Um Pflegebedürftige finanziell zu entlasten, sollten die Leistungsbeträge der Pflegeversicherung einmalig angehoben werden. Damit könnten die Mehrbelastungen ausglichen werden, die der Pflegeversicherung entstehen, wie etwa die Einführung von flächendeckenden Tariflöhnen. Bereits mit dem Pflegepersonalstärkungsgesetz wurde der Beitragssatz entsprechend angepasst.
Die Absicherung des Pflegerisikos ist eine gesamtgesellschaftliche Aufgabe. Der erstmalige Steuerzuschuss in Höhe von 1,8 Milliarden Euro, den die Pflegeversicherung im Rahmen des Konjunkturpakets aus dem Bundeshaushalt erhalten hat, war deshalb eine richtige Maßnahme. Um die Pflegeleistungen dynamisieren zu können, bedarf es jedoch einer umfassend abgesicherten Finanzierung der Pflegeversicherung. Der dafür notwendige Steuerzuschuss sollte verstetigt werden und im Gleichschritt mit den Ausgaben der sozialen Pflegeversicherung ansteigen.
Es gehört zu den Aufgaben der Bundesländer, die Investitionskosten für Pflegeeinrichtungen und die Ausbildungsumlagen für Pflegeschulen zu tragen.
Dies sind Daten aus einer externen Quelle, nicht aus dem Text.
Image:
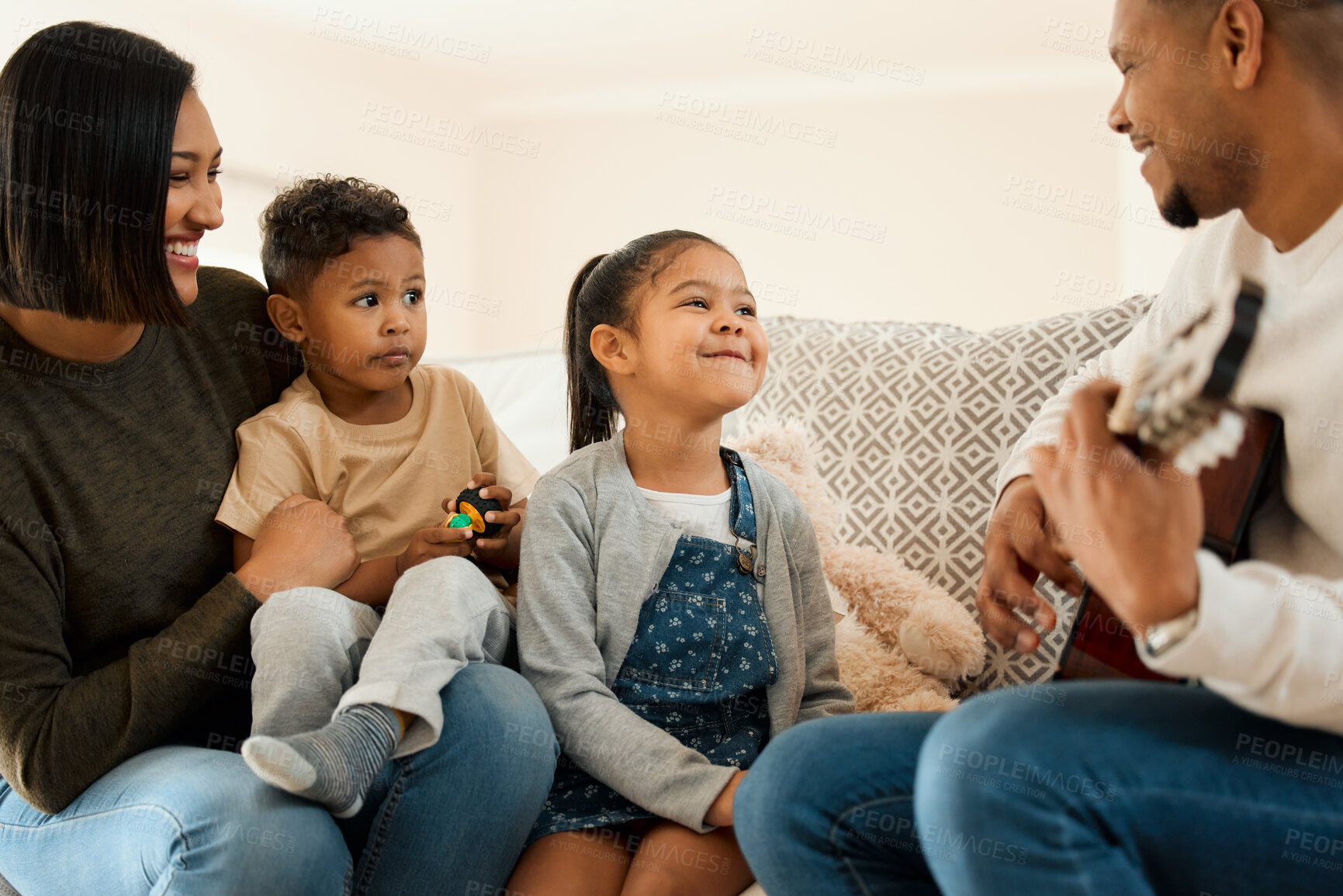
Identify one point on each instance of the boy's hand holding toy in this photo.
(483, 510)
Dieser Aufgabe kommen die Länder jedoch nicht in ausreichendem Maße nach, was auch zu erhöhten finanziellen Belastungen der Pflegebedürftigen führt. Um eine Überforderung der Pflegebedürftigen und Beitragszahlerinnen und Beitragszahler zu vermeiden, müssen die Länder ihren finanziellen Verpflichtungen verbindlich nachkommen.
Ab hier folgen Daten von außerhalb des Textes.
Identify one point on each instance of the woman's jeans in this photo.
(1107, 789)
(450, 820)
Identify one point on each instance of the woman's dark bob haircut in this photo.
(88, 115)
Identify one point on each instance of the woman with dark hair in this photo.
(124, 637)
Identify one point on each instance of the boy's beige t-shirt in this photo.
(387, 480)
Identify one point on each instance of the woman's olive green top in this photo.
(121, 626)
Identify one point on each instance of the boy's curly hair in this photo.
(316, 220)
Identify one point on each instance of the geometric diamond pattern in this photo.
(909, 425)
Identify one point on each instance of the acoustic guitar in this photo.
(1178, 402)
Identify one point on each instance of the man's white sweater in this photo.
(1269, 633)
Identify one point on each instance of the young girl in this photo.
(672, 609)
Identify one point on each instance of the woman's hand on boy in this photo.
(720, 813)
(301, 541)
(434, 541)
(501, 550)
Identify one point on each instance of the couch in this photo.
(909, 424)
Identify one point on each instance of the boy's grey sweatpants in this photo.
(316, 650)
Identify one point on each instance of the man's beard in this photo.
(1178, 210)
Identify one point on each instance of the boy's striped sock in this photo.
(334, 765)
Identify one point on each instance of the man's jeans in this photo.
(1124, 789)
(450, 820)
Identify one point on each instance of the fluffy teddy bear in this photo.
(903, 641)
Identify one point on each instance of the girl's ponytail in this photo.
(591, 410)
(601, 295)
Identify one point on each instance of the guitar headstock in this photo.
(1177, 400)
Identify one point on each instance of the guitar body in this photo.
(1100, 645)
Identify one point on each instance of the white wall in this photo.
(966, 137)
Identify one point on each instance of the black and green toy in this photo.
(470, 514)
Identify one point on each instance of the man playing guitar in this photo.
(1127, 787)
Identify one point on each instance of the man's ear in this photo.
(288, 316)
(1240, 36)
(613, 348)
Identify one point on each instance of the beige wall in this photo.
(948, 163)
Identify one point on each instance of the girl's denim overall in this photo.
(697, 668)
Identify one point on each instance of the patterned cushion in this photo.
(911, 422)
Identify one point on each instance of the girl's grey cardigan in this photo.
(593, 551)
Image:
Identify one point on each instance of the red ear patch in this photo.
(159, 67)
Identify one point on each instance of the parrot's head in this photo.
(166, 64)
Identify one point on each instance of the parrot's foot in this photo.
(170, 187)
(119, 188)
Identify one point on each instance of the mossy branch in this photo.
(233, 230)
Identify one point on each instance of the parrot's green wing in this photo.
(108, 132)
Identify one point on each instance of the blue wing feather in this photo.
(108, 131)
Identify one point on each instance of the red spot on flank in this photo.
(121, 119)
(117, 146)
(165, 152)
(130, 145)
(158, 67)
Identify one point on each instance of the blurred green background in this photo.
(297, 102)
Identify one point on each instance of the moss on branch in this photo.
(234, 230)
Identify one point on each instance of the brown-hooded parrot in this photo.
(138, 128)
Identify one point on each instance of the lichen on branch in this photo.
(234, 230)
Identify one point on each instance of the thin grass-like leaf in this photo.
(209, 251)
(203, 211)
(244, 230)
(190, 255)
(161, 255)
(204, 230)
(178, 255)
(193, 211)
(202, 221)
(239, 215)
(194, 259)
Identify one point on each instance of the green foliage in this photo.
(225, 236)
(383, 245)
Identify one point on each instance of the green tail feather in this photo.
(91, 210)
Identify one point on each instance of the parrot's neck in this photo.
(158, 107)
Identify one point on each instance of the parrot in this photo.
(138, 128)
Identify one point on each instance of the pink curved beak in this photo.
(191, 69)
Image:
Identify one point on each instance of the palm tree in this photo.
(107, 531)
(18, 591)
Aufgrund unterschiedlicher Risikoverteilung hat die soziale Pflegeversicherung deutlich mehr Kosten für die Versorgung ihrer Versicherten zu tragen als die private Pflegeversicherung. Zur Entlastung der sozialen Pflegeversicherung ist deshalb die Einführung eines Finanzausgleichs zwischen privater und sozialer Pflegeversicherung notwendig.
Die Attraktivität der Pflegeberufe muss durch bessere Arbeitsbedingungen und höhere Gehälter gesteigert werden. Untersuchungen für ein bundesweites Personalbemessungsinstrument für die Altenpflege zeigen, dass mehr Anstrengungen insbesondere zur Gewinnung von Pflegeassistenzkräften erforderlich sind. Die Bundesländer sind gefordert, dies in ihrer Finanzplanung zu berücksichtigen.